Indeed his tale solidifies his emphasis on little beginning because to achieve his dream of becoming a music superstar, Banky had to take up to three jobs while also in university!
He said: “I worked in fast foods outlets, clothing stores and as a knife salesman, selling knives from door to door. That way, I gathered money to pay for studio recording time. I was recording with a close friend at that time.
Begging at saloons
“After making that music, we printed a thousand CDs though we didn’t have any fan. I had one battered car that broke down virtually everywhere, so, we would print black and white posters, stick them on the sides of the car, sell from the car’s trunk and drive to salons to do marketing. We would walk to the owners of the salons, greet politely, and ask them to let us entertain their customers. Sometimes, some would kick us out and sometimes some would say yes. If told yes, after singing for a minute or two, we would sell our CDs to the customers! That was the beginning!
“A lot of people see you on stage and see the success but do not know what you had to go through! I never had one really big break; it was always two steps forward and a couple backwards. But I just decided that I was going to make music work for me. That was why I moved on to a new salon each time any salon rejected me! I just kept going because I believe failure is when you give up. Albert Einstein said he tried a hundred times to make the light bulb. When he was asked what kept him going during the 99 times, he said: ‘I didn’t consider those 99 times as failure; rather, I considered them 99 ways that it didn’t work!’ We went about selling CDs and, on the days we couldn’t sell much, we would sit down and be broke together. I remember my friend was a member of a church that usually served food after service. So, on the days we didn’t sell CDs and were too broke to buy food, we would attend service in that church so we could pack rice and store in the fridge.
Work, school, music
“At a point, being a student of industrial engineering, I was working for an engineering company and was recording as well. I would go to work from 7am till about 2pm and then go to school till about 8pm, and then drive two and a half hours to New York City where the studio that would let us record for less was, and record until about 2am. I would then drive two and a half hours back home to be back at work at 7am the following day. One day, I was driving home from work and was so tired that I fell asleep while on a bridge. I would have driven off from the top of the bridge to God knows where, if not for an on-going construction work. God really saved me!”
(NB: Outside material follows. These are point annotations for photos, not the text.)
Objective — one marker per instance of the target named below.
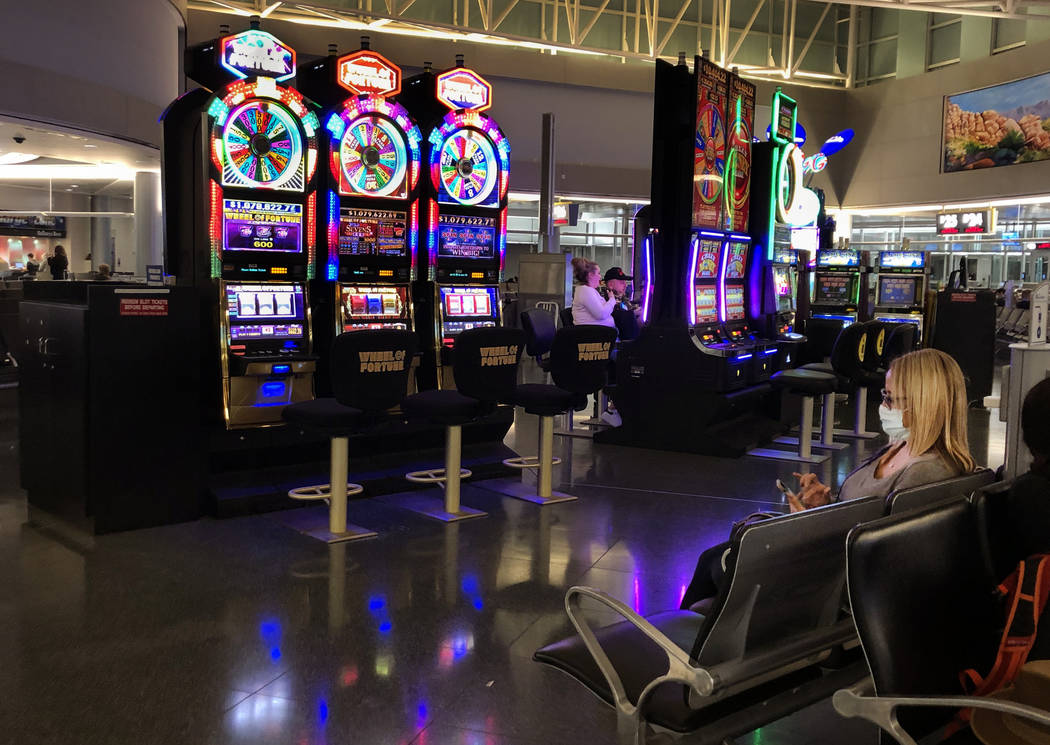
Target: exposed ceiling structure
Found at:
(820, 47)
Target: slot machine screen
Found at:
(467, 307)
(707, 304)
(898, 291)
(736, 261)
(708, 259)
(265, 312)
(902, 259)
(734, 302)
(261, 226)
(835, 257)
(373, 233)
(466, 237)
(365, 306)
(833, 290)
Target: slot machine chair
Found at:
(807, 384)
(370, 375)
(579, 366)
(485, 370)
(852, 348)
(540, 328)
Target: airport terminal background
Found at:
(234, 626)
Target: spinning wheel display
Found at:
(468, 170)
(373, 157)
(710, 163)
(263, 145)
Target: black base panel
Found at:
(237, 493)
(729, 439)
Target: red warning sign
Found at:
(144, 306)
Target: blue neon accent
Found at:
(273, 388)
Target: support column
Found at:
(148, 222)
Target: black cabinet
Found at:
(108, 404)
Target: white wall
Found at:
(108, 67)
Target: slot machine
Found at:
(369, 229)
(730, 361)
(464, 211)
(837, 285)
(901, 289)
(239, 162)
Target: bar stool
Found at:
(809, 384)
(579, 363)
(485, 369)
(370, 374)
(849, 349)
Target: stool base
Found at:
(788, 454)
(820, 445)
(433, 508)
(516, 489)
(317, 527)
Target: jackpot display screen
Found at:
(265, 311)
(466, 237)
(708, 259)
(707, 304)
(898, 291)
(366, 306)
(835, 257)
(261, 226)
(736, 261)
(734, 303)
(902, 259)
(373, 233)
(833, 290)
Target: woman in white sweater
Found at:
(589, 309)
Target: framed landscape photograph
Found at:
(1001, 125)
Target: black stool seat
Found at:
(447, 407)
(842, 384)
(545, 400)
(324, 413)
(805, 382)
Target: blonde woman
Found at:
(924, 413)
(588, 305)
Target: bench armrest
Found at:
(679, 665)
(882, 710)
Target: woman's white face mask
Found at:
(893, 423)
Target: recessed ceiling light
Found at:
(13, 158)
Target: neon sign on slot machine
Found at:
(258, 197)
(464, 208)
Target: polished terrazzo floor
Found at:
(244, 631)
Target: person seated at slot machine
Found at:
(924, 414)
(589, 307)
(626, 314)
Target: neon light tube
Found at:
(690, 293)
(647, 245)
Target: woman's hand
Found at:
(811, 492)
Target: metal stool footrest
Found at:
(321, 491)
(434, 475)
(527, 462)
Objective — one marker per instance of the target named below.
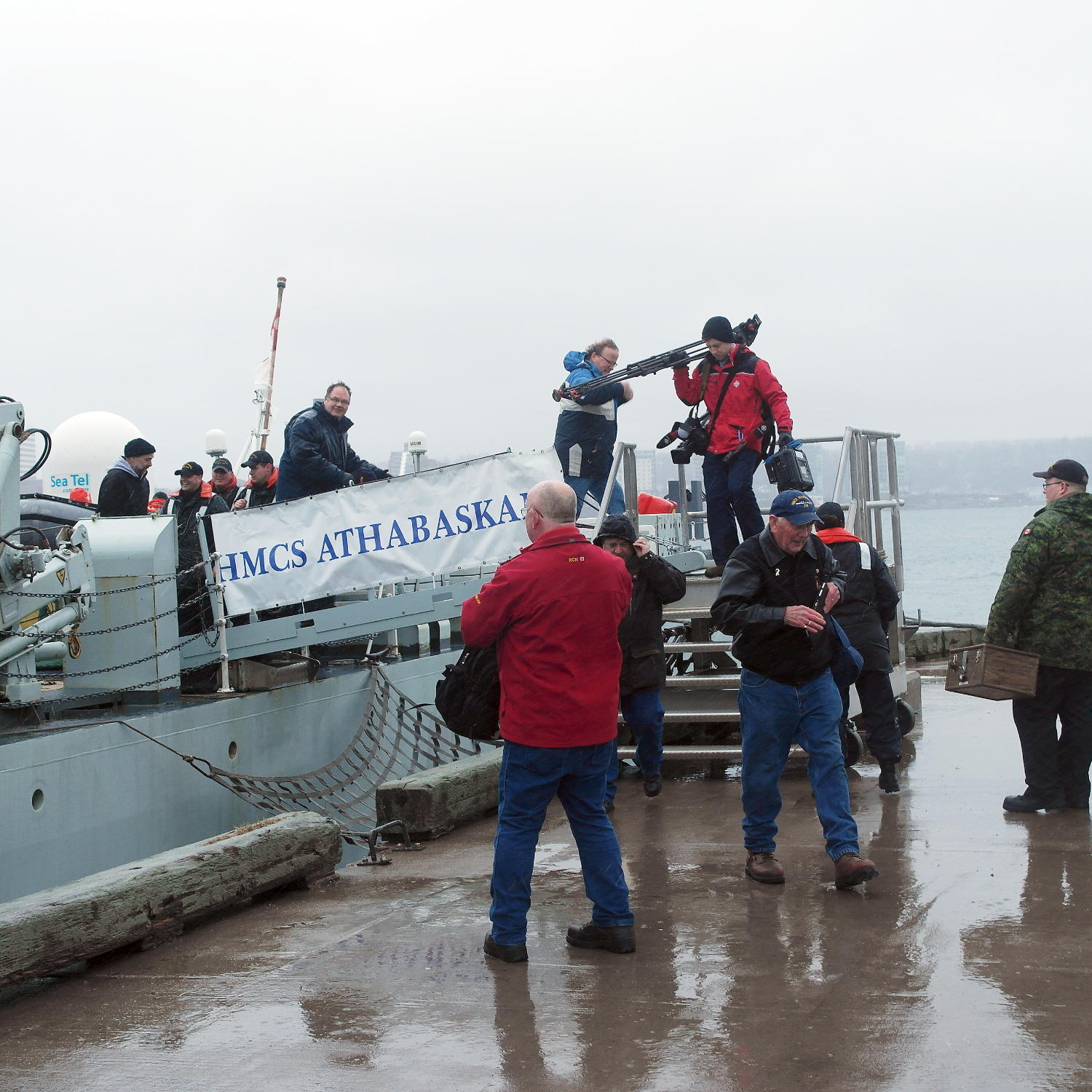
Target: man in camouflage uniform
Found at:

After a while, Banky’s hard work began to pay off and, even while in school, he began winning awards, beginning with the ‘Albany Idol’ competition. Other international awards soon followed.
Returning to Nigeria
In 2008 when he decided to move to his home country Nigeria after the completion of one of his albums, Mr Capable, Banky was consistently told his genre of music ‘would never appeal to Nigerians and therefore wouldn’t ‘sell’. As he turned down pressure mounted on him and his manager to change their genre of music, Banky strongly held on to another long-standing principle which had taught him to stand out by being unique rather than trying to imitate anyone’s skill. He therefore insisted on sticking to R&B, and this paid-off as he soon became a household name in the Nigerian entertainment industry!
He advised: “You cannot say enough about the grace of God and I therefore do not want to claim any form of glory. Falling down is inevitable but getting back up is optional! Frankly, you can’t appreciate sunshine if you’ve never been through a heavy rain. Yes, life is tough, but what do you do in those tough moments? Do you learn the lesson, stand up again, consider yourself stronger and keep going? Or do you sit down and feel sorry for yourself? The graveyard, they say, is the richest place in the world because therein lies so many who died with their dreams. So, my advice is, do not give up! If Banky can be where he is today, you can be where you want to be if you put to mind to it.”